At least the people of Alaska and federal pork watchdogs were able to stop the construction of the funny bridge. In Las Vegas, you pay for a functional and badly needed bridge and then are not allowed to use it! There is no excuse for this situation. The bridge and freeway access should be opened immediately for all the taxpayers in the area to use.

Bruce Canfield


More wasteful spending

To the editor:

Thursday’s story about the Las Vegas Valley Water District spending $180,000 decorating the sound wall along U.S. Highway 95 with lighted letters and giant animals is a perfect example of governmental arrogance. But that $180,000 pales in comparison to the $235 million budgeted to build the Las Vegas Springs Preserve.

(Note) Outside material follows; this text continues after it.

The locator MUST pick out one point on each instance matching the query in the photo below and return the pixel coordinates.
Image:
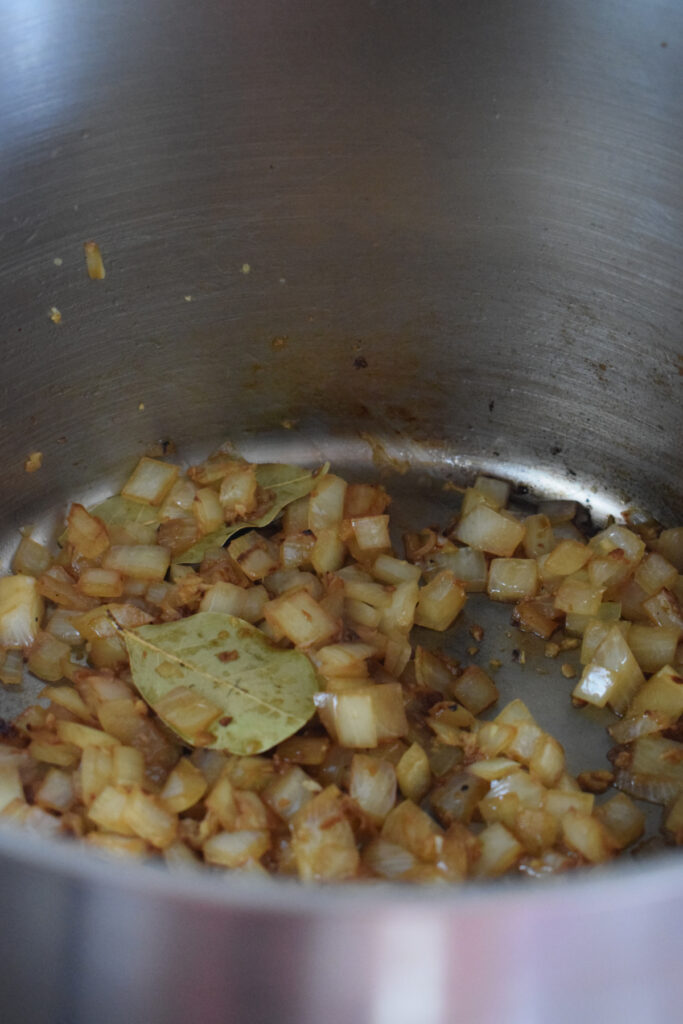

All the money that’s been spent on the Springs Preserve, with the promise that it would generate income from out-of-town visitors, is a joke, and we’ll be paying for it for years to come. Ask any local and they’ll tell you what a stupid idea it was to spend money generated from a commodity — one that everyone needs to survive — to build this wasteful project that requires a huge, ongoing monetary commitment. It was only $10 million in the red the first year, and the water district had to make up the difference.

Where did that come from? Many of us would be happy if it were a park with walkways and benches with a small memorial telling about the area. But no, everything had to be overdone so the powers that be could leave “a legacy” and “their mark” regardless of the cost to you and me.

When will we stand up and say no to wasteful spending? We don’t need painted, distracting pictures on freeway walls. We need safe roads, clean water, good schools.

Where is their conscience? They should be ashamed. It’s not their money, it’s ours.

Denise Wilcox


Brave boy

To the editor:

Thank you for keeping all your readers updated on Green Valley High School senior LaQuan Phillips, who was partially paralyzed in a football game earlier this season (“Dreams deferred,” Thursday Review-Journal).

There are many people in the community, such as myself, who have been concerned and praying for him. Hence, we appreciate the articles about his progress and recovery.

Kathleen Fischer


No compromise on care

To the editor:

As one of about 200 Nevadans awaiting a kidney transplant, I’ve followed the Review-Journal’s coverage of the UMC certification with great interest (“UMC kidney center lives on,” Saturday). It would have been regrettable if UMC had lost its certification, leaving Nevadans without transplant options close to home. On the other hand, it’s critical for any transplant program to be held to the highest standards of treatment, accountability and outcomes.

Two years ago, I made the choice to be listed at UCLA rather than UMC, based on the advice of my nephrologist and my own research. The choice was further cemented by my health insurance provider, which would cover a transplant only at a recognized Center of Excellence. While a listing at UMC may have resulted in a shorter wait time for a cadaver donor (an average of two years in Nevada vs. five years in California) I am confident it’s worth the wait for surgery at UCLA and the difficulties posed by recovering miles away from home. With 300 transplants a year, compared to 40 at UMC, UCLA offers a highly experienced, capable transplant team with a proven track record.

As with so many other serious health care issues, it’s unfortunate that many Nevadans have to travel out of state for treatment. I wish there were an equivalent of the world-class Nevada Cancer Institute right here in Las Vegas for kidney transplants — for me and for others waiting for that life-saving call. Until that day comes, however, we should refuse to compromise on the level of care Nevadans deserve.